Because the indices were always kept in memory, working with an open file was really fast -- typically just a single read to get the data of a single block (or get a handle to a block for streaming). Opening and closing was a little more complex, as it needed to load and flush the indices. If it becomes a problem, we could load the secondary type index on demand rather than up-front to amortize that cost, but it never was a problem for us.
Top priority for persistent (on disk) storage: Robustness! Do not lose data even if the computer loses power while you're working with the file!
Second priority for on-disk storage: Do not do more I/O than necessary! Seeks are expensive. On Flash drives, each individual I/O is expensive, and writes are doubly so. Try to align and batch I/O. Using something like malloc() for on-disk storage is generally not great, because it does too many seeks. This is also a reason I don't like memory mapped files much -- people tend to treat them like RAM, and then the I/O pattern becomes very expensive.
For memory management I am a fan of the BiBOP* approach, which is normally efficient at managing fragmentation.
The idea is to segregate data based on their size. This, way, within a "bag" you only have "pages" of small blocks with identical sizes:
no need to store the size explicitly, it's known depending on the bag you're in
no "real" fragmentation within a bag
The bag keeps a simple free-list of the available pages. Each page keeps a free-list of available storage units in an overlay over those units.
You need an index to map size to its corresponding bag.
You also need a special treatment for "out-of-norm" requests (ie requests that ask for allocation greater than the page size).
This storage is extremely space efficient, especially for small objects, because the overhead is not per-object, however there is one drawback: you can end-up with "almost empty" pages that still contain one or two occupied storage units.

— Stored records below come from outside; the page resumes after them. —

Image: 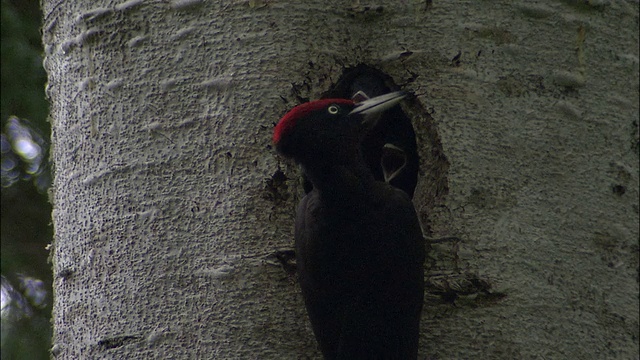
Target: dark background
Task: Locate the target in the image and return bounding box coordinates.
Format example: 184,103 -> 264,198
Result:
0,0 -> 53,360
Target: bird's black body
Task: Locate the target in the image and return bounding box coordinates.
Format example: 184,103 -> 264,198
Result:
274,93 -> 425,359
328,65 -> 419,198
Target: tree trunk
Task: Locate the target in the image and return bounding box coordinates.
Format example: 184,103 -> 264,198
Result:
43,0 -> 639,359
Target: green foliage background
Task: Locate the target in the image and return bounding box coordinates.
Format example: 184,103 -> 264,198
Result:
0,0 -> 52,359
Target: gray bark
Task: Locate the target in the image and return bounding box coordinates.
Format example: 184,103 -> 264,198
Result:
43,0 -> 639,359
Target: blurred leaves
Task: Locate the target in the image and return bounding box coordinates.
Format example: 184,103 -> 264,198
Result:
0,0 -> 52,359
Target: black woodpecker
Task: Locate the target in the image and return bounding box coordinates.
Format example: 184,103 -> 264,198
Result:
303,71 -> 419,198
273,92 -> 425,359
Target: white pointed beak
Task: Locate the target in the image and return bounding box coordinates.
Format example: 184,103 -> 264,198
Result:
349,91 -> 407,115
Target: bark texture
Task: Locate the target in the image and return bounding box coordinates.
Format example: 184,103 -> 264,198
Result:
43,0 -> 639,359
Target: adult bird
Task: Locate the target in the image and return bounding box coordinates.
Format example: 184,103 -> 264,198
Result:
273,92 -> 425,359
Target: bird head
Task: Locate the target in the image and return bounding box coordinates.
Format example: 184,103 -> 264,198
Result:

This can be alleviated if you have the ability to "move" existing objects. Which effectively allows to merge pages.
(*) BiBOP: Big Bag Of Pages
I would recommend making customized file-system (might contain one file of course), based on FUSE. There are a lot of available solutions for FUSE you can base on - I recommend choosing not related but simplest projects, in order to learn easily.
What algorithm and data-structure to choose, it highly deepens on your needs. It can be : map, list or file split into chunks with on-the-fly compression/decompression.
Data structures proposed by you are good ideas. As you clearly see there is a trade-off: fragmentation vs compaction.
On one side - best compaction, highest fragmentation - splay and many other kinds of trees.
On another side - lowest fragmentation, worst compaction - linked list.
In between there are B-Trees and others.
As you I understand, you stated as priority: space-saving - while taking care about performance.
I would recommend you mixed data-structure in order to achieve all requirements.
a kind of list of contiguous blocks of data
a kind of tree for current "add/remove" operation
when data are required on demand, allocate from tree. When deleted, keep track what's "deleted" using tree as well.
mixing -> during each operation (or on idle moments) do "step by step" de-fragmentation, and apply changes kept in tree to contiguous blocks, while moving them slowly.
This solution gives you fast response on demand, while "optimising" stuff while it's is used, (For example "each read of 10MB of data -> defragmantation of 1MB) or in idle moments.
The most simple solution is a free list: keep a linked list of free blocks, reusing the free space to store the address of the next block in the list.